A casa di fatto il peso del costo dei badanti e l’assistenza a singhiozzo fa ricadere un peso enorme nella gestione delle persone non autosufficienti sui caregiver: servono più risorse.
«Le risorse se non ci sono si devono trovare, magari smettendo di buttare soldi pubblici in bonus vari che hanno disastrato (ulteriormente) i conti dello Stato e tagliando alcune spese sanitarie anche attraverso un maggior controllo dell’appropriatezza degli interventi. Oggi, meno del 10% della spesa sanitaria viene dedicato alla gestione della non autosufficienza, a fronte del fatto che ormai – con l’attuale aspettativa di vita, la seconda più lunga dopo il Giappone e con l’attuale denatalità – l’Italia sta per arrivare al minaccioso (per la sostenibilità del welfare) traguardo del 25% di over 65 nella popolazione generale».
In quali casi la Rsa può essere una soluzione migliore delle cure a domicilio?
«Quando la Rsa è organizzata in modo da fornire anche qualche tentativo di riabilitazione-recupero funzionale, quando ha un medico geriatra interno, quando ha fisioterapisti, oltre che infermieri e operatori sociosanitari. Ma, anche in questo caso, resta molto da fare, perché non c’è un controllo così accurato e stringente sugli standard di qualità delle strutture residenziali. E tristi fatti di cronaca su strutture lager scoperte dai carabinieri o disastrate da incendi ne danno drammatica testimonianza».
Quando comincia la terza età? E come si fa a tenere testa e corpo in forma?
«La terza età inizia quando abbiamo davanti a noi circa dieci anni di aspettativa di vita. Quindi oggi dopo i 75 anni. La raccomandazione è di mantenersi in salute con stili di vita appropriati, non isolarsi, restare curiosi, coltivare relazioni sociali e non considerare mai come inevitabile conseguenza dell’invecchiamento una riduzione di forza, una stanchezza, un’improvvisa mancanza di interessi: segnalatela subito al medico, al geriatra, perché sotto può esserci un problema rimediabile».
La vecchiaia non è una malattia… quindi?
«Quindi educhiamoci tutti ad arrivarci nel miglior stato di salute possibile, fisicamente attivi e intellettualmente vivaci e curiosi.

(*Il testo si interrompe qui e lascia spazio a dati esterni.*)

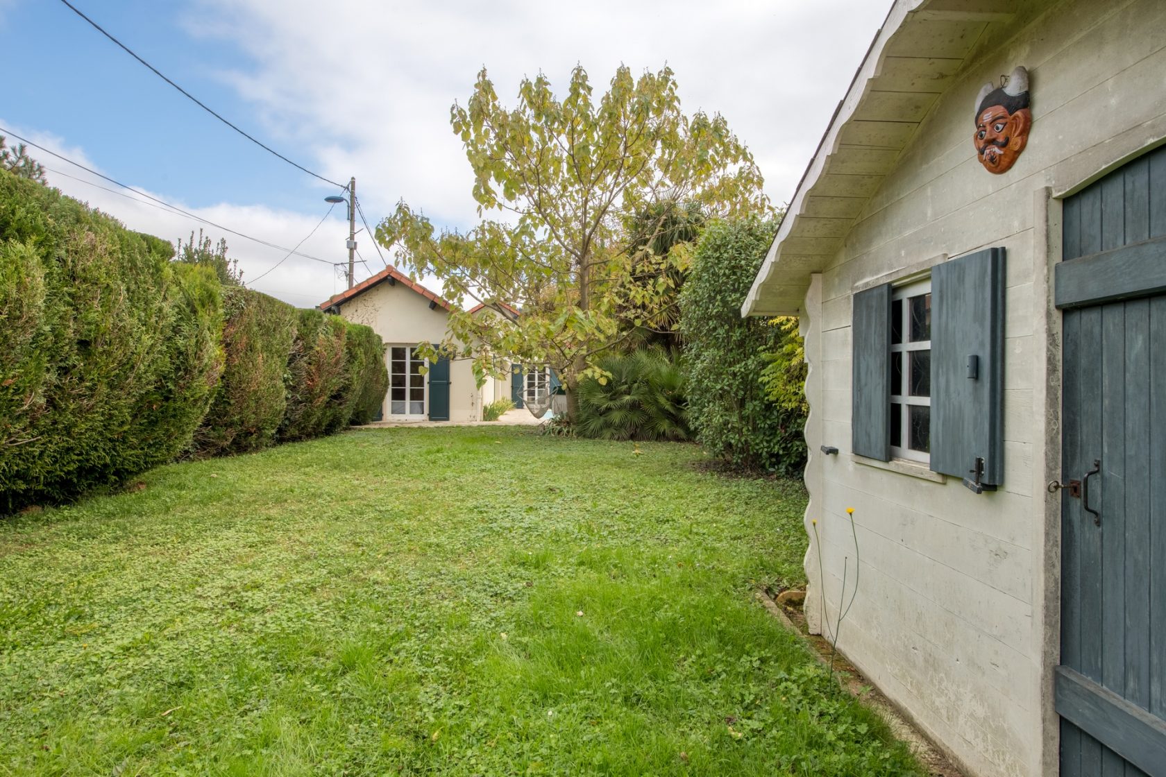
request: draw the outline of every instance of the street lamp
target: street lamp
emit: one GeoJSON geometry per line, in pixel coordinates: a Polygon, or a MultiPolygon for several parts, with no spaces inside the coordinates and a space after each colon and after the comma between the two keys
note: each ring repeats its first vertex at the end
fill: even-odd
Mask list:
{"type": "Polygon", "coordinates": [[[352,276],[356,274],[356,253],[357,253],[357,179],[351,178],[349,181],[349,197],[345,199],[342,195],[329,195],[324,198],[325,203],[331,203],[332,205],[338,205],[340,203],[349,204],[349,288],[352,288],[352,276]]]}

Succederà con più successo quanto più precocemente inizieremo a metterle in pratica; anche se, proprio in questo caso, non è mai troppo tardi, come dimostrato ad esempio da studi in cui persone che hanno iniziato a fare attività fisica almeno moderata ben oltre i 65 anni di età, hanno ridotto il proprio rischio cardiovascolare in soli tre anni, rispetto a coloro che hanno continuato a essere amanti di poltrona e tv».